A highly efficient and stable catalyst for liquid phase catalytic exchange of hydrogen isotopes in a microchannel reactor

Abstract

The liquid phase catalytic exchange of hydrogen isotopes is a promising process for upgrading recycle water in nuclear power station. To facilitate the isotope catalytic reaction, a series of two-dimensional hydrophobic catalysts of Pt/modified carbon nitride (Pt/s-C3N4) with different Pt loadings were fabricated and applied in microchannel reactor.
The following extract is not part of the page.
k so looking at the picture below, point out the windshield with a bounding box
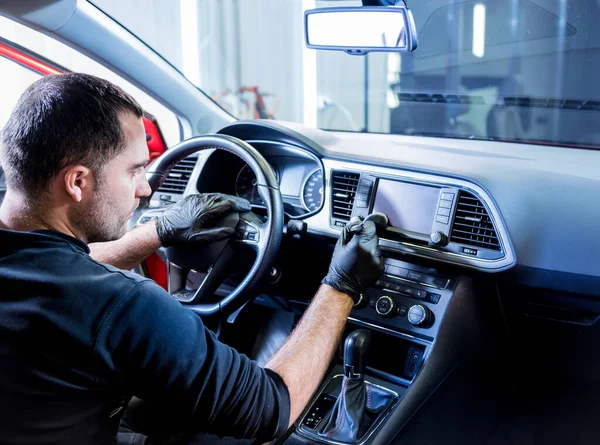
[92,0,600,150]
Their excellent catalytic performances were found in our experiments by comparing with purchased Pt/activated carbon (Pt/AC), the Turn-Over-Frequency (TOF) of Pt/s-C3N4 is 3 times higher than Pt/AC. Because the Pt clusters of 0.82 ± 0.08 nm were uniformly distributed on the support of two-dimensional carbon nitride (C3N4) to improve availability of the Pt catalyst by exposing more active sites and decreasing effect of the internal diffusion. The catalytic activity of Pt/s-C3N4 catalysts remained stable after 1800 min reaction, whereas Pt/AC displayed a 20% drop. Hydrophobicity of the catalyst maintained its high activity and stability in the liquid phase catalytic exchange reaction.